Mendonça inclui Alckmin em ação de Flávio Bolsonaro contra Lula e Durigan

André Mendonça
O ministro André Mendonça, do Supremo Tribunal Federal. Foto: Adriano Machado/Reuters

O ministro André Mendonça, do Tribunal Superior Eleitoral (TSE), determinou que o vice-presidente Geraldo Alckmin passe a responder a uma ação movida por Flávio Bolsonaro (PL) contra o ministro da Fazenda, Dario Durigan, e o presidente Lula. Segundo o Metrópoles, Mendonça incluiu Alckmin no polo passivo e ordenou sua citação para que apresente defesa no prazo legal.

A campanha de Flávio Bolsonaro acusa Durigan de usar compromissos institucionais e a estrutura do governo federal para fazer campanha para Lula. A representação cita agendas cumpridas pelo ministro da Fazenda em São Paulo no dia 17 de agosto e sustenta que pode ter ocorrido conduta vedada a agente público em benefício da candidatura petista. A acusação ainda será analisada pela Justiça Eleitoral e não representa reconhecimento de irregularidade.
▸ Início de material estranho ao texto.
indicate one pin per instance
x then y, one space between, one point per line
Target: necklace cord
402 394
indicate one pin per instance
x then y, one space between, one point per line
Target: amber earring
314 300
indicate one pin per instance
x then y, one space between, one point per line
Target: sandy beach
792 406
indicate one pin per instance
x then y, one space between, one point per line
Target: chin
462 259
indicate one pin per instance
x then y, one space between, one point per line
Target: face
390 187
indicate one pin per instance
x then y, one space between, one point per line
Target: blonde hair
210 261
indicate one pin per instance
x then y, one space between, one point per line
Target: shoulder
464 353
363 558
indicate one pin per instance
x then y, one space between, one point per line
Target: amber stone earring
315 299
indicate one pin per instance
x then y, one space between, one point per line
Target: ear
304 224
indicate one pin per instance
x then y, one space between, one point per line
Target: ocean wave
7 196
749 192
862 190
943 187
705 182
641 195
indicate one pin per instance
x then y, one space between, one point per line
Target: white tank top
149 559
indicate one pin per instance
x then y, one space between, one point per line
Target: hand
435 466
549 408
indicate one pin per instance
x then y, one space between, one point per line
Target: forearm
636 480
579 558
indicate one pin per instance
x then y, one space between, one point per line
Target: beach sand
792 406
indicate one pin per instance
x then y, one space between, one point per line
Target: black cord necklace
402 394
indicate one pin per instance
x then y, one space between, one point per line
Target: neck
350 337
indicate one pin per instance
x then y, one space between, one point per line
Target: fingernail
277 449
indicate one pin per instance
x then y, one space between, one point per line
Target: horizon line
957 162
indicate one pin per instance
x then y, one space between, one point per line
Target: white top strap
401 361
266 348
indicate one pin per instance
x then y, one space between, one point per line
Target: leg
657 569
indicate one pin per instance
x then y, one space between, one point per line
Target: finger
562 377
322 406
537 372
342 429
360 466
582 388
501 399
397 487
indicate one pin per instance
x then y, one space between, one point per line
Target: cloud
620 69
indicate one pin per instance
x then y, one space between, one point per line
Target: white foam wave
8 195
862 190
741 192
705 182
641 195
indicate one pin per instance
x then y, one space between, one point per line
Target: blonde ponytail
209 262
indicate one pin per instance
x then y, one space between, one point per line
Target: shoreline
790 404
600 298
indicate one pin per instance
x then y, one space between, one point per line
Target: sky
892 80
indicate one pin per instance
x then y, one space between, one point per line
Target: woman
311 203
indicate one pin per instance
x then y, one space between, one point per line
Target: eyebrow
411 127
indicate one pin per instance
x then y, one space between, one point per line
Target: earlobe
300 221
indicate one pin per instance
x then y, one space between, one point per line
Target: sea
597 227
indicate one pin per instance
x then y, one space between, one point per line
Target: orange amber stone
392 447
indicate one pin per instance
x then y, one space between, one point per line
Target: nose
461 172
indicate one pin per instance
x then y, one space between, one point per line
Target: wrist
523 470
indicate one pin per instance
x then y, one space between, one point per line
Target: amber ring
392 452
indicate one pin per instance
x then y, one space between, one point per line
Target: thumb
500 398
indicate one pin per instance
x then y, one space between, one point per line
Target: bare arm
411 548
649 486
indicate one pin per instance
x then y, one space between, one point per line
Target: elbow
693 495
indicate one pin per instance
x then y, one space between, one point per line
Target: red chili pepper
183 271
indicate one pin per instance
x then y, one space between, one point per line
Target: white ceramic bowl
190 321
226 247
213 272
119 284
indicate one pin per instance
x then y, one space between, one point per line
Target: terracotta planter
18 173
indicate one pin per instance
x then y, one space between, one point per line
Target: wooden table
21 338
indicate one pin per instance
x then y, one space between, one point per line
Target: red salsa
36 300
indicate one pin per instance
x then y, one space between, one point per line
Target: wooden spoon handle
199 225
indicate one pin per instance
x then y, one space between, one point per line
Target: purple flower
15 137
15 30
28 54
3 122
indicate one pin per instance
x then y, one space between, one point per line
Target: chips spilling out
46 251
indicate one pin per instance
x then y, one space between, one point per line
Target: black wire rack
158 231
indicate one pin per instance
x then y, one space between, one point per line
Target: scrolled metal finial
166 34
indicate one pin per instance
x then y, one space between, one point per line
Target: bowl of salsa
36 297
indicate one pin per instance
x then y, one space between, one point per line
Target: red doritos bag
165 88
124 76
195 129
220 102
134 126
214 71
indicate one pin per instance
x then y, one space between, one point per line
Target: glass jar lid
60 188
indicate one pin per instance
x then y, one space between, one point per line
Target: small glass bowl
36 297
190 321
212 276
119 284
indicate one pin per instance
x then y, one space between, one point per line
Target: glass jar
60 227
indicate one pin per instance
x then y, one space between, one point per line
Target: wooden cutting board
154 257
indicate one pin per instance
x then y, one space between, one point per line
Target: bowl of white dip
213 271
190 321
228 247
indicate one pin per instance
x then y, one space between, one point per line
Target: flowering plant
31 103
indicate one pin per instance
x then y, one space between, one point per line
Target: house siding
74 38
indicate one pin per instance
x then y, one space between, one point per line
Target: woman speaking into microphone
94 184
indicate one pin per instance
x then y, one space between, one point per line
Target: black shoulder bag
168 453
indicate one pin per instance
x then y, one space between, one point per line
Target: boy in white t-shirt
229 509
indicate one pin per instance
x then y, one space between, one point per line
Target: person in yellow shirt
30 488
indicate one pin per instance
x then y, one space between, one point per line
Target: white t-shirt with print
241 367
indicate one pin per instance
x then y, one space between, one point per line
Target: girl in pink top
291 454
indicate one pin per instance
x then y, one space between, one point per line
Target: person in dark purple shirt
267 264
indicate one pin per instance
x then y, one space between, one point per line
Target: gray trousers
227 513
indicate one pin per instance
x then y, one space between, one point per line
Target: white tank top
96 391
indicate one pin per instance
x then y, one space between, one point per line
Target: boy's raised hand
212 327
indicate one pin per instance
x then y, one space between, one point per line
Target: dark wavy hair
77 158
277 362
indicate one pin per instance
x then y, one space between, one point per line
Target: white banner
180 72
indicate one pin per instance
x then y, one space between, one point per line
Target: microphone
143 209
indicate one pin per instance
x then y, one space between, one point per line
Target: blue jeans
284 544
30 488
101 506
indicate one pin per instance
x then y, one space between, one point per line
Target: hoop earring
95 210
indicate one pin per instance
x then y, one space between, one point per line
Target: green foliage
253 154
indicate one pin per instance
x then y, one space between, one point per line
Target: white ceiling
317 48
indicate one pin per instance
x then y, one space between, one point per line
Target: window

O pedido para incluir Alckmin partiu da defesa de Flávio Bolsonaro. O argumento apresentado ao TSE é que, por disputar a Vice-Presidência na chapa de Lula, Alckmin também deveria integrar o processo. Mendonça acolheu esse ponto e determinou sua entrada formal na ação, permitindo que o vice-presidente apresente sua versão antes do prosseguimento do caso.

A mesma representação já havia provocado uma decisão anterior de Mendonça. Em agosto, o ministro adiou a análise de uma liminar contra Durigan e Lula até que as defesas fossem apresentadas. A campanha de Flávio Bolsonaro também pediu a preservação e a apresentação de registros ligados às viagens e aos compromissos do ministro, como documentos de custeio, deslocamentos, servidores envolvidos e estruturas utilizadas.

Alckimin
O vice-presidente do Brasil, Geraldo Alckimin (PSB). Foto; Rafaela Araújo/Folhapress

O processo integra uma ofensiva mais ampla da campanha de Flávio Bolsonaro na Justiça Eleitoral. O grupo prepara mais de seis ações de investigação judicial eleitoral contra Lula, com acusações de abuso de poder político e econômico. Uma delas já foi protocolada contra a chapa de Lula e Alckmin por causa da homenagem ao presidente no Carnaval.

Mendonça também já decidiu outra disputa entre as campanhas. Em 1º de setembro, o ministro barrou nova exibição de uma propaganda de Lula com o “Rap do Silva” enquanto a peça não identificasse Alckmin conforme as regras eleitorais. A decisão foi tomada a pedido de Flávio Bolsonaro e ainda precisava ser submetida ao plenário do TSE.

A inclusão de Alckmin na ação sobre Durigan não significa condenação nem validação das acusações apresentadas pela campanha do PL. O vice-presidente passa a integrar formalmente o processo e poderá apresentar sua defesa antes de Mendonça avançar na análise dos pedidos.